No matter, the high expectations that England will be the first major country to formally start living with the virus, rather than fighting it at every turn, may have helped GBP be the second best performing G10 currency overnight (+0.2%) after NOK (+0.4%). An upward revision in the final UK June PMIs (to 62.2 from 61.7 for the Composite, also won’t have done any harm. All this is in the context of 64% of the UK adult population now being fully vaccinated, and over 80% having received at least one jab. Plans for a third booster shot in one arm alongside a flu jab in the other, remain under active consideration.
NOK outperformance follows the ‘no news’ of a failure to restart the OPEC+ talks on Monday as had been planned, after the failure at the end of last week to agree a phased production increase of as much as 500,000 per day from August, rising to 2 million barrels by December. The UAE’s insistence that it is currently bearing a disproportionate burden of cuts relative to its current capacity is, on the surface at least, the reasons for the impasse. Crude oil prices are up $1 on the news, Brent crude to above $77 for the first time since late October 2018. President Biden is not happy, with the US now in the thick of the driving season and higher gasoline prices something that almost invariably impacts negatively on US consumer confidence.
Not much movement in currencies elsewhere, but of some note CAD is among the weakest G10 pairs (0.15%) on a night when oil has pushed higher and the Bank of Canada’s latest Business Survey showed the Overall outlook lifting to 4.2 from 2.9, a record high, albeit the Future Sales Outlook index slipped to 47.0 from 52.0 (still close to all-time highs). The Bank of Canada meets next week and a further tapering of its QE purchases is generally expected.

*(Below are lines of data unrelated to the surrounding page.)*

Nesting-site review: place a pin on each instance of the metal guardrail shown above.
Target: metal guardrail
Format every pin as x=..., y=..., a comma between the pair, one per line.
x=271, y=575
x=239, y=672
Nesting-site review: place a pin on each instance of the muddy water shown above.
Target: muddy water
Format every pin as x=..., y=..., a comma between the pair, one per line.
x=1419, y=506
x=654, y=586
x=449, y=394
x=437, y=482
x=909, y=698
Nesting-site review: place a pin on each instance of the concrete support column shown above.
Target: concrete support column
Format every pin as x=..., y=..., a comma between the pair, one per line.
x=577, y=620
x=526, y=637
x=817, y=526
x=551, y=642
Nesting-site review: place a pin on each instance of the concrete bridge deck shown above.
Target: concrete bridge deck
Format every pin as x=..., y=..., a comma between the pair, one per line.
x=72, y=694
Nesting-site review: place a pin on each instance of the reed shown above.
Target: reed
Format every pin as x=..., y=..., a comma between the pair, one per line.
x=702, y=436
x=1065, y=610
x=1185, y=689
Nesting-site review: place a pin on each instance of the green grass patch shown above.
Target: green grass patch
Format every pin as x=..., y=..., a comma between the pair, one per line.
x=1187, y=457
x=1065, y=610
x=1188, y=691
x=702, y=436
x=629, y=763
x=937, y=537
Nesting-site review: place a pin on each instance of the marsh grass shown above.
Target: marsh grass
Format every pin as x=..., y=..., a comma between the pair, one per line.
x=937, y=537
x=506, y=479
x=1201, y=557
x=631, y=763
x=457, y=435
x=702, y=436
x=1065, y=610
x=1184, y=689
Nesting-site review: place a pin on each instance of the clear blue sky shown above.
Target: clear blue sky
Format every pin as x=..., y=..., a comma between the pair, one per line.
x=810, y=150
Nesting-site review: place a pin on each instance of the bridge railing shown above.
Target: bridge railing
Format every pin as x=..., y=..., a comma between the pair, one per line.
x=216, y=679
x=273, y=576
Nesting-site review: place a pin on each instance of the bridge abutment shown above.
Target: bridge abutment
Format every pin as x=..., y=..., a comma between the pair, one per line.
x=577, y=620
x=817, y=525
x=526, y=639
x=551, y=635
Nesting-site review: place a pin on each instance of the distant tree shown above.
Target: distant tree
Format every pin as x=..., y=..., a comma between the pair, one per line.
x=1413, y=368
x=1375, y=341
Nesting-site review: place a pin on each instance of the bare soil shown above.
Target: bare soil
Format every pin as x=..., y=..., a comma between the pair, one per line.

In front of the RBA today, AUD was little moved during our day yesterday or overnight, currently sitting near 0.7530 (up les than 0.1% on last Friday’s New York close) . Neither yesterday’s Building Approvals data or final Retail Sales managed to touch the sides of either the FX or local rates markets. Building Approvals fell by a larger than expected 7.1% (market -5.0%) though April was revised up to -5.7% from -8.6%. The falls were led by detached houses and largely reflects the ending of HomeBuilder allowance, after the rush to receive approvals before the scheme expired at the end of March.. Final retail sales were +0.4%after a 0.1% preliminary read, thanks in large part to Victoria being revised up to -0.9% from -1.8%.
AUD was only temporarily impacted yesterday by China’s Caixin PMI services index falling to a 14-month low of 50.3 in June, well down on the 55.1 reading in May. With a greater focus on smaller firms, the survey is a more volatile version of the official PMI measure which also showed a fall in June. The fall in services activity has been put down to recent outbreaks of COVID19 in China, particularly in the Guangdong province and which has had a particularly big impact on travel.